Sunday morning, many people who did not camp came to the campsite to meet together. We sat around the campfire (well, the remains of the campfire), and talked and sang and prayed. We talked about several different topics, but at one point, the discussion turned to Acts 2:42:
And they devoted themselves to the apostles’ teaching and fellowship, to the breaking of bread and the prayers. (Acts 2:42 ESV)
According to this passage, the early church in Jerusalem devoted themselves to the apostle’s teaching (or doctrine). We talked about how the church often interprets this phrase as “they spent time listening to the apostles teach”. But, as many people pointed out, this simply sentence goes far beyond listening to someone teach.
Yes, the early church continued steadfastly in the apostles’ doctrine, but they did not do this with their ears only; they continued in their lives. They lived what the apostles were teaching them.
As I was listening to my friends sitting around the campfire helping one another understand what it means to live out the doctrine of the apostles, I couldn’t help but remember the previous 48 hours that I had spend with many of my brothers and sisters in Christ. You see, I heard what they were saying Sunday morning, but Friday night and all day Saturday, I SAW them continuing steadfastly in the teachings of the apostles.
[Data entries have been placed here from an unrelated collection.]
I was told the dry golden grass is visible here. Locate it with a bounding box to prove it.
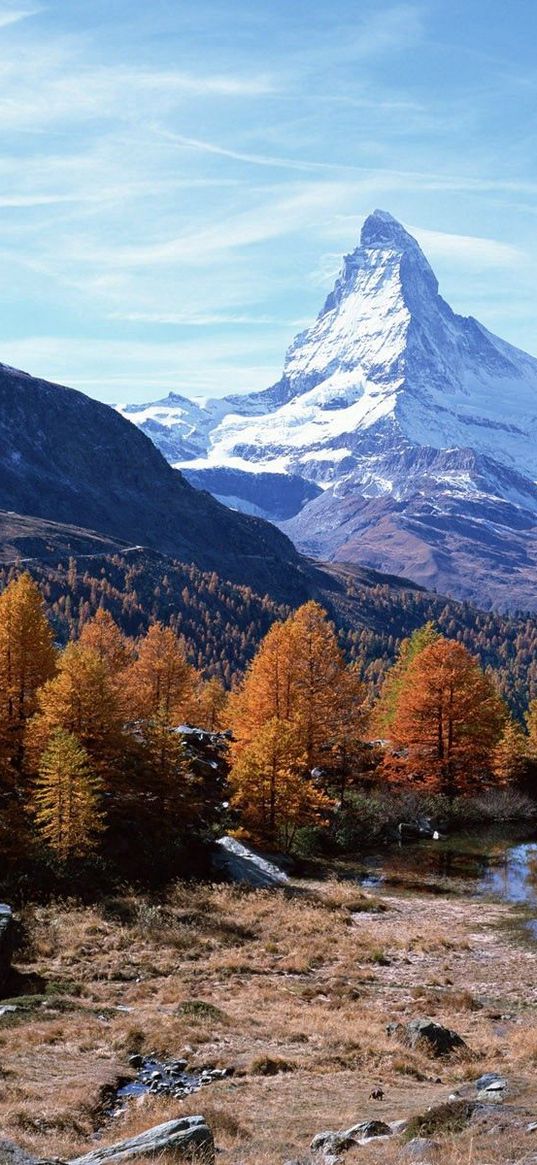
[0,881,537,1165]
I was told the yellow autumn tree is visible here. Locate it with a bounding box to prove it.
[225,601,366,845]
[370,622,440,735]
[27,643,122,777]
[123,623,196,725]
[387,636,507,797]
[183,676,227,732]
[0,573,56,772]
[229,601,366,769]
[79,607,134,682]
[30,728,104,861]
[492,719,530,785]
[231,719,331,853]
[0,573,56,859]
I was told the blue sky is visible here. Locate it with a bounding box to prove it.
[0,0,537,402]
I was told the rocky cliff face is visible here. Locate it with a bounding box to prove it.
[0,366,303,599]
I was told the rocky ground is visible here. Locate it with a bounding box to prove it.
[0,881,537,1165]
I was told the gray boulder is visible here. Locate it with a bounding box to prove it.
[311,1121,393,1157]
[475,1072,509,1104]
[403,1137,440,1162]
[0,902,15,997]
[0,1138,36,1165]
[69,1116,214,1165]
[213,836,289,889]
[388,1019,468,1055]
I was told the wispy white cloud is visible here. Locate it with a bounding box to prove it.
[109,311,298,327]
[407,226,525,268]
[0,8,41,28]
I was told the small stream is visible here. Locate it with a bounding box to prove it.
[360,828,537,908]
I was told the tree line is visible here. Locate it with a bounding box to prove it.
[0,573,537,873]
[5,551,537,721]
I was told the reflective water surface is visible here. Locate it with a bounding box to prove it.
[361,829,537,908]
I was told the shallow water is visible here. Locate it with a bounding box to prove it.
[360,828,537,908]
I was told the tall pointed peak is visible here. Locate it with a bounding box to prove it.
[360,211,418,249]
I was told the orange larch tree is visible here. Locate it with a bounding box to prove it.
[388,638,507,797]
[122,623,196,725]
[231,719,331,853]
[78,607,134,678]
[27,643,125,778]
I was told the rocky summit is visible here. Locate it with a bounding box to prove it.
[120,211,537,608]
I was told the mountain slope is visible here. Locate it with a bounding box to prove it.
[0,366,312,600]
[118,211,537,607]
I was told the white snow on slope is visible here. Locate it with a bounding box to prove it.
[120,211,537,505]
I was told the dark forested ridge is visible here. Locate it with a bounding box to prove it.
[0,550,537,714]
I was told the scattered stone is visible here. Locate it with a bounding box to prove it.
[475,1072,509,1104]
[214,836,289,889]
[311,1121,394,1165]
[387,1019,468,1055]
[0,1138,36,1165]
[68,1116,214,1165]
[345,1121,393,1141]
[389,1121,409,1137]
[475,1072,508,1092]
[0,1003,19,1015]
[400,1099,476,1138]
[403,1137,440,1162]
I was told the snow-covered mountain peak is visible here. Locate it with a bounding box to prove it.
[115,211,537,601]
[360,211,419,252]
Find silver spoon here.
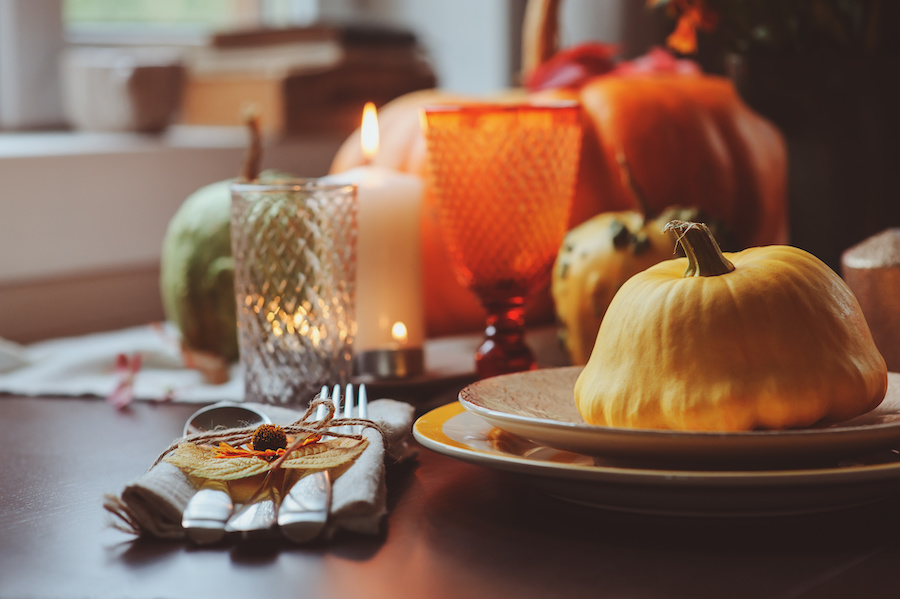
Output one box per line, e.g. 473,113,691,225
181,402,272,545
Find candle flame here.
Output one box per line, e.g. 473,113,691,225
360,102,378,160
391,321,409,344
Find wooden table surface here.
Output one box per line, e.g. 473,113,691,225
0,330,900,599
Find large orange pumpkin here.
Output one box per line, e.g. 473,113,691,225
331,0,788,336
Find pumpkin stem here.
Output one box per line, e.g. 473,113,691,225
241,106,262,181
522,0,560,81
616,150,656,227
663,220,734,277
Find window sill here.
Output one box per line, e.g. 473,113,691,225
0,127,343,340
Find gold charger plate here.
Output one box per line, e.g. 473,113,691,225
459,367,900,468
413,403,900,517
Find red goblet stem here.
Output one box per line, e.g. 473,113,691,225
475,298,537,379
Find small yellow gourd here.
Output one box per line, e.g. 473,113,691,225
550,207,721,366
575,221,887,431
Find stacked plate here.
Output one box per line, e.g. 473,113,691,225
413,367,900,516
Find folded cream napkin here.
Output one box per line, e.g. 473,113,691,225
105,399,415,539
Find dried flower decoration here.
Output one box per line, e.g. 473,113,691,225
250,424,287,451
157,401,384,488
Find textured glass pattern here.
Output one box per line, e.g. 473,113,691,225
426,105,581,304
231,181,357,406
424,103,582,378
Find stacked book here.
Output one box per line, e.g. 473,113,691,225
180,25,436,136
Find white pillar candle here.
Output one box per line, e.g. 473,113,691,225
327,166,425,354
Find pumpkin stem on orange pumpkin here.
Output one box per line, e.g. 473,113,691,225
241,105,262,181
663,220,734,277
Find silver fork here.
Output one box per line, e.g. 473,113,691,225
278,384,368,543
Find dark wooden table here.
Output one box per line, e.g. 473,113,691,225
0,330,900,599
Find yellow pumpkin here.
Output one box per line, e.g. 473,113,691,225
575,223,887,431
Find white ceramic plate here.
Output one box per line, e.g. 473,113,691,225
413,403,900,516
459,367,900,468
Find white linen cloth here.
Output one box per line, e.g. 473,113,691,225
0,325,244,403
0,324,481,403
107,399,415,539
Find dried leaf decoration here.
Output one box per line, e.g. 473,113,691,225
164,437,369,481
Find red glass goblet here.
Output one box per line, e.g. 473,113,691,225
424,103,581,378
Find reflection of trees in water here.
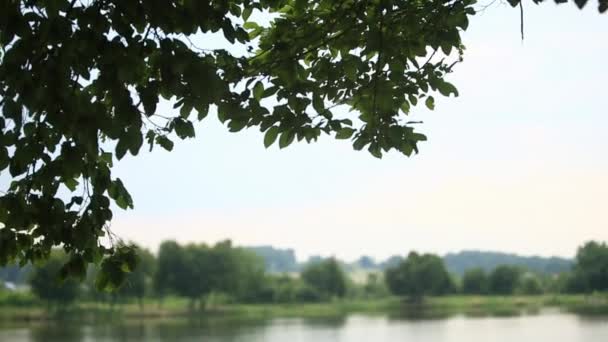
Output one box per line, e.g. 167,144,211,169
30,321,85,342
152,317,270,342
87,320,150,342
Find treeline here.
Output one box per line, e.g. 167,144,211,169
240,246,572,276
13,241,356,309
4,241,608,309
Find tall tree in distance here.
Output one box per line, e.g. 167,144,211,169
29,251,80,308
384,252,452,302
0,0,606,288
574,241,608,292
488,265,521,295
302,258,346,298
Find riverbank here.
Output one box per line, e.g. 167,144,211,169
0,294,608,322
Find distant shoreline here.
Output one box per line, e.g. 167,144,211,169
0,294,608,325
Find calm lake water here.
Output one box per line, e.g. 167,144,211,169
0,312,608,342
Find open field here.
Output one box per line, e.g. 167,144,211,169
0,294,608,322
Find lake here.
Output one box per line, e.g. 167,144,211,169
0,311,608,342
It’s one thing to hear someone encourage others to confess their sins, but it’s another thing altogether to have a brother confess his sins to you. It’s one thing to hear an exhortation to love one another, but it’s another thing altogether to see brothers and sisters who want to spend time with one another, who share their food with one another, who help one another around the campsite, who SHOW their love for one another.
As I sat around that campfire Sunday morning, I couldn’t help but praise God for the blessing of community – not community in name only, but true community – a family who loves one and cares for one another. We’re not perfect, and we’re continually seeking to grow closer to God and to one another, but we are a community.
It’s easy to see now why Luke connected “the apostles’ teaching” and “fellowship”. I don’t think you can have one without the other.